2. Any proposal to amend a multilateral treaty as between all the parties must be notified to all the contracting States, each one of which shall have the right to take part in:

(a) the decision as to the action to be taken in regard to such proposal;

(b) the negotiation and conclusion of any agreement for the amendment of the treaty.

[46] I do not have the jurisdiction to decide the validity of a Federal Court’s decision. Even if I did, I could not accept the Claimant’s argument.

[47] First, Article 40 (above) is about amendments to multilateral treaties. The Stiel decision is an interpretation (not amendment) of the Canada / U.S. Agreement. Moreover, the Agreement is bilateral (not multilateral).

[48] Second, the Canada / U.S. Agreement is part of Canadian law. Its enabling statute is the OAS ActFootnote 24. Interpretation of that law falls within the jurisdiction of the TribunalFootnote 25. In 2006 (the year Stiel was decided), Tribunal decisions on OAS matters were subject to judicial review by the Federal CourtFootnote 26.

[49] Third, the Agreement does not require the participation of both governments in matters of appeal.
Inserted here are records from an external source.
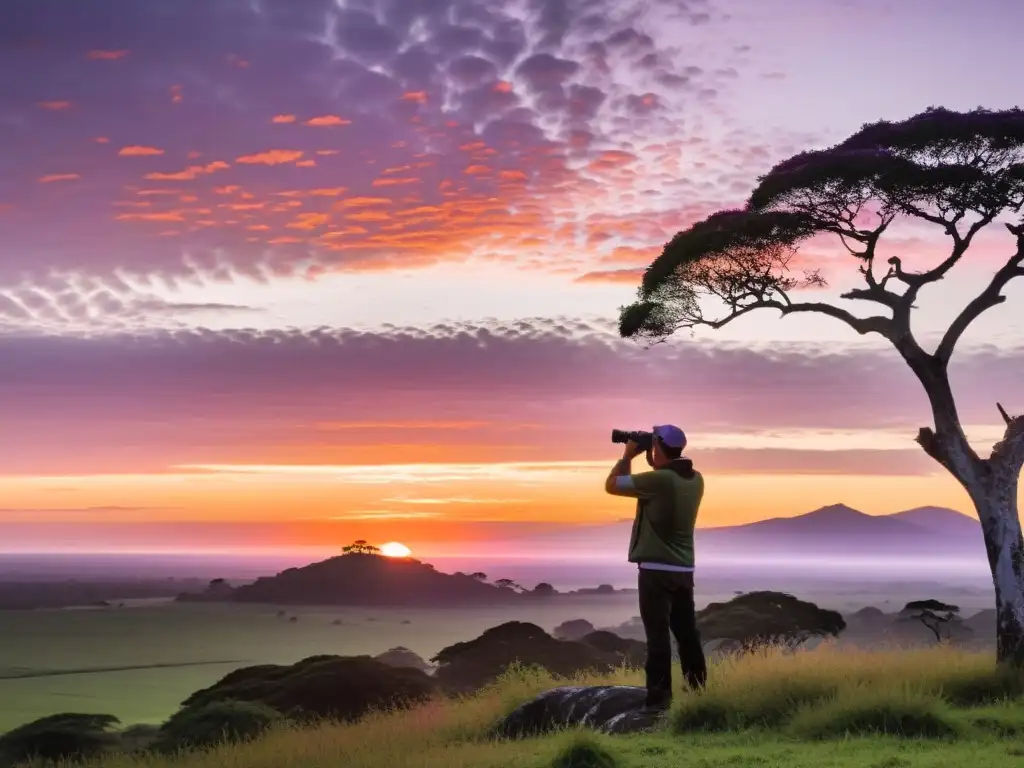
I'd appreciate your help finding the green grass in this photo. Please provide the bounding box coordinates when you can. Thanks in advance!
[0,595,637,733]
[48,647,1024,768]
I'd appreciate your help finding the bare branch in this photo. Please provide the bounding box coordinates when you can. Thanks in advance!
[692,294,892,338]
[889,211,998,296]
[935,244,1024,367]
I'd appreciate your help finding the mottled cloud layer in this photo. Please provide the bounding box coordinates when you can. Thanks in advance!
[0,321,1024,474]
[0,0,804,290]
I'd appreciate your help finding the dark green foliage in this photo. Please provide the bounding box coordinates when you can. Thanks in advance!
[551,736,618,768]
[790,693,963,739]
[430,622,638,691]
[941,665,1024,707]
[618,109,1024,348]
[697,592,846,649]
[0,713,121,766]
[156,700,283,753]
[182,655,435,721]
[643,210,814,293]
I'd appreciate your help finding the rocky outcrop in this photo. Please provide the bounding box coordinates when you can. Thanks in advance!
[374,645,434,674]
[493,685,660,738]
[551,618,596,640]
Article XVII of the Agreement states:

1. A written appeal of a determination made by the agency of one Contracting State may be validly filed with an agency of either Contracting State. The appeal shall be dealt with according to the appeal procedure of the laws of the Contracting State whose decision is being appealed (emphasis mine).

[50] The Stiel appeal was dealt with according to the appeal procedure of the laws of Canada, which complies with Article XVII.

Conclusion

[51] The Claimant is not eligible for an OAS pension. The appeal is dismissed.